Stakeholders such as the Cyprus Chamber of Commerce and Industry (CCCI), the Employers and Industrialists Federation (OEB), the Cyprus Bar Association, the Association of Cyprus Banks, ICPAC, CIFA, and the Cyprus Shipping Chamber have expressed support for the proposed legislation.

However, the technology business association TechIsland noted that they expected an exemption for the tech sector, similar to what was introduced in Belgium.

Committee Reactions

After the committee session, the Chair of the Parliamentary Committee on Finance, DIKO MP Christiana Erotokritou, described the bill as very important, stressing that it strengthens development and shields Cyprus with a modern and robust legislative framework. She noted that the law promotes the attraction of trustworthy investments while excluding those that do not meet the criteria in strategic sectors such as telecommunications, energy, and tourism.

Ms. Erotokritou explained that the revised bill was submitted in August by the Ministry of Finance and that discussions have now begun in the Finance Committee, aiming to conclude within September. She highlighted that the bill enjoys majority support from all involved stakeholders, including professional and business associations.

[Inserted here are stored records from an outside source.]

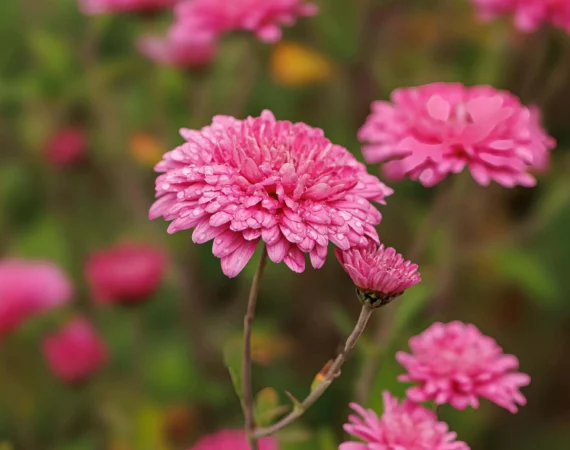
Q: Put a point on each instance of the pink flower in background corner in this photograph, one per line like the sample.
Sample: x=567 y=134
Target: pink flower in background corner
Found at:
x=126 y=273
x=380 y=274
x=431 y=131
x=182 y=52
x=117 y=6
x=240 y=182
x=30 y=288
x=263 y=17
x=405 y=426
x=232 y=440
x=455 y=363
x=529 y=14
x=66 y=147
x=75 y=352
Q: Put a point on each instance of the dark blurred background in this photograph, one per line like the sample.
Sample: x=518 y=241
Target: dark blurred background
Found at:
x=496 y=257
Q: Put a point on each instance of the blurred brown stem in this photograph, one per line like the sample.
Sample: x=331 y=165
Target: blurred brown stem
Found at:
x=332 y=373
x=247 y=401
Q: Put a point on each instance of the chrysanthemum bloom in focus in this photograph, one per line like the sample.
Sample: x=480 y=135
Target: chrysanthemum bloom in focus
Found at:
x=179 y=51
x=240 y=182
x=118 y=6
x=431 y=131
x=30 y=288
x=455 y=363
x=75 y=352
x=127 y=273
x=529 y=14
x=263 y=17
x=405 y=426
x=232 y=440
x=66 y=147
x=380 y=274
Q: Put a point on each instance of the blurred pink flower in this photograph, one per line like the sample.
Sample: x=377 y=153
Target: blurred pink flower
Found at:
x=232 y=440
x=117 y=6
x=75 y=352
x=240 y=182
x=66 y=147
x=455 y=363
x=126 y=273
x=380 y=274
x=405 y=426
x=178 y=51
x=263 y=17
x=529 y=14
x=431 y=131
x=29 y=288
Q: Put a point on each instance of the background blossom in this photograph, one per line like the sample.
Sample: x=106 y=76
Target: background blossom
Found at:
x=455 y=363
x=432 y=131
x=240 y=182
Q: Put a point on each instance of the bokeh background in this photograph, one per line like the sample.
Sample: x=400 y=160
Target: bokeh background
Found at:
x=496 y=257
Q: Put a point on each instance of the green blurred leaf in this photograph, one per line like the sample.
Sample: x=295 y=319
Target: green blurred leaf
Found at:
x=528 y=272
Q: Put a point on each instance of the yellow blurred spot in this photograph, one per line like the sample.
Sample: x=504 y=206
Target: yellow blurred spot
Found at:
x=146 y=149
x=266 y=348
x=295 y=65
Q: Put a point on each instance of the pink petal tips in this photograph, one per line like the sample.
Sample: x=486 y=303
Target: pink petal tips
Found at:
x=75 y=352
x=380 y=274
x=455 y=363
x=405 y=426
x=239 y=182
x=263 y=17
x=431 y=131
x=529 y=14
x=232 y=440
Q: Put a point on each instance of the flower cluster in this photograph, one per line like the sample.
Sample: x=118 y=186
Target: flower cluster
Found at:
x=529 y=14
x=455 y=363
x=405 y=426
x=429 y=132
x=30 y=288
x=240 y=182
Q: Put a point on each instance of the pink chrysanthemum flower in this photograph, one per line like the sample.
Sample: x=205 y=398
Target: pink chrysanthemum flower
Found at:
x=263 y=17
x=232 y=440
x=240 y=182
x=405 y=426
x=118 y=6
x=30 y=288
x=75 y=352
x=431 y=131
x=455 y=363
x=529 y=14
x=178 y=51
x=380 y=274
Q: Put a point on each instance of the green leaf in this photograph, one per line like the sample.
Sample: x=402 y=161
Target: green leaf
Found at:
x=233 y=360
x=528 y=272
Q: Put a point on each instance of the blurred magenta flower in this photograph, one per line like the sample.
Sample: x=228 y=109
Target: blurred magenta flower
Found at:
x=240 y=182
x=455 y=363
x=405 y=426
x=127 y=273
x=178 y=51
x=529 y=14
x=30 y=288
x=431 y=131
x=66 y=147
x=232 y=440
x=75 y=352
x=380 y=274
x=117 y=6
x=263 y=17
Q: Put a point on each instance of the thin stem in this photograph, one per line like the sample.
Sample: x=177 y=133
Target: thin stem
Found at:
x=247 y=401
x=333 y=372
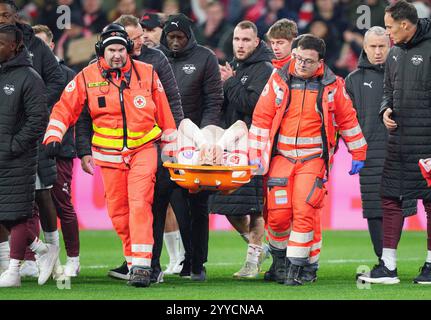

She added that the framework foresees the establishment of an advisory committee and a competent authority involving various ministries to assess each investor’s background. The mechanism also allows retroactive screening of investments made within the past 15 months, to ensure that critical infrastructure remains accessible only to reliable investors. She clarified that this is not a new initiative but rather the transposition of the 2019 EU Regulation into national law, with screening carried out by Cypriot authorities.

According to her, the framework is “supportive of good-faith, transparent, and growth-oriented investments” while deterring “bad-faith” investments or those failing to meet the required criteria.

Opposition’s Concerns

AKEL MP Andreas Kavkalias stated that the committee now has before it the government’s bill for creating a screening mechanism for foreign direct investments, which stems from the EU regulation in force since 2020 concerning investment screening within member states.

Mr. Kavkalias stressed that AKEL is particularly concerned about the fact that, in recent years, major investments and acquisitions have taken place in key sectors such as banking, healthcare, and real estate.

“The aim must be the protection of the public interest and the vital interests of the Republic,” he said, clarifying that the party will examine all provisions of the bill—improved compared to the previous draft—before announcing its final position in the coming weeks.

Asked about AKEL’s concerns regarding potential monopolistic trends in hospitals, he explained that this forms part of the party’s broader reservations about safeguarding society’s and the Republic’s interests through this legislation. He also pointed to certain provisions that raise questions, such as designating the Ministry of Finance as the competent authority, assuring that all aspects will be thoroughly reviewed before the party finalizes its stance.